Increasing student numbers are presenting a range of challenges to Higher Education institutions and while delivery can 
generally accommodate this increase, the same cannot be said for assessment. The marking alone represents around 150 
hours per person in the Sheffield Hallam University Radiotherapy and Oncology team. A potentially useful way of reducing 
this workload on staff is by using automated marking systems. Although there is considerable use of automated tests across 
the Radiotherapy course, they are currently performed as formative assessments. A previous study (Bridge and Appleyard, In 
Press) has demonstrated the usefulness of electronic submission of summative assessment via a virtual learning environment 
(VLE) and the next logical step in ensuring that its full capabilities are utilised is the development of summative assessment 
within the system. MCQ testing has been used successfully for 20 years (Caruano, 1999). Many studies have validated the 
use of multiple choice questions (MCQ) as part-assessment of undergraduate health students (Fullerton et al, 1997; 
Hammond et al, 1998; Brady, 2005). MCQ testing is efficient for large numbers of students and can be both a reliable and 
valid means of covering a broad range of content, as detailed in MCoubrie’s (2004) literature review. It is this efficiency and 
ability to assess a large number of topics reliably that makes automated MCQ testing an attractive option for content-rich 
modules. A pilot study was devised to compare student experiences of automated MQC and conventional unseen, written 
examinations in order to gauge the benefits and challenges associated with the change. This paper presents the student 
feedback from the study. 



METHOD 



A pilot study was developed with the aim of determining the feasibility of using automated multiple choice question (MCQ) 
tests for summative assessment for the Level 4 (Year 1 Undergraduate) “Radiotherapy Physics and Equipment” module. 
Students undertook 2, 25-question MCQ tests (1 per semester) via the VLE as a formative revision aid. Although formative, 
the assessment was performed under examination conditions, including the use of invigilation, and was strictly “closed- 
book”. 



MCQ Construction 

Each question comprised a question “stem”, a correct answer and 4 incorrect “distracters”. Questions were constructed in 
accordance with Holsgrove’s (1992) five rules for writing good questions. These can be followed by ensuring questions are 
simple, unambiguous and grammatically correct. Trick questions and negative stems are also to be avoided (Holsgrove, 
1992). Current question construction follows the comprehensive guidelines suggested in Tarrant et al’s (2006) Appendix A. 
Questions took up to 40 minutes to construct, although Farley (1989) suggested that 1 hour is needed per question. Questions 
were subjected to review by a team of lecturers as suggested by Race and Brown (2001). A mixture of factual recall, 
interpretation and calculation questions was used to test those levels of Bloom’s taxonomy that applied to the learning 
outcomes for the module (Bloom, 1971). Most of the learning outcomes at this level are related to knowledge, understanding 
and application (the first 3 levels of Bloom’s taxonomy).
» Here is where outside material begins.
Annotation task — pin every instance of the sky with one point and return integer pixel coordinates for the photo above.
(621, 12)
More able students are capable of demonstrating analysis and a few 
questions tested this ability to aid with stratification. All students were asked the same questions, although these were 
presented in a random order to minimise the chances of copying from adjacent monitors. The answer stems were also 
presented in a random order to prevent the uneven distribution of correct answers alluded to by Tarrant et al (2006). Other 



areas of the VLE were disabled to prevent students browsing the module content. 



Procedure 

Forty-two students completed the Semester 1 assessment and survey but only twenty-seven attended the Semester 2 event 
(See Table 1). The conventional examination comprised a 2-hour unseen “long-answer” paper in Semester 2. Candidates 
were presented with 8 questions, out of which they were required to answer 4. A simple online questionnaire was used 
immediately after the tests to collect student feedback via a mixture of 5-point Likert responses and open questions. Student 
feedback was obtained regarding their perceptions of MCQ examinations as compared with conventional “long-answer” 
examinations. 



RESULTS 

Time taken to complete the tests varied from 15 minutes to 50 minutes (with a mean time of 27). Feedback was generally 
supportive of the introduction of MCQ summative tests, with 76% of students deeming it to be a fair method of examination 
and 74% expressing a preference for the new question format. See Table 1 for a summary of the full results. The 
examination conditions were preferred to conventional conditions by 69% of students. Further study is ongoing to determine 
a measure of correlation between VLE-based MCQ and paper -based long-answer performances. 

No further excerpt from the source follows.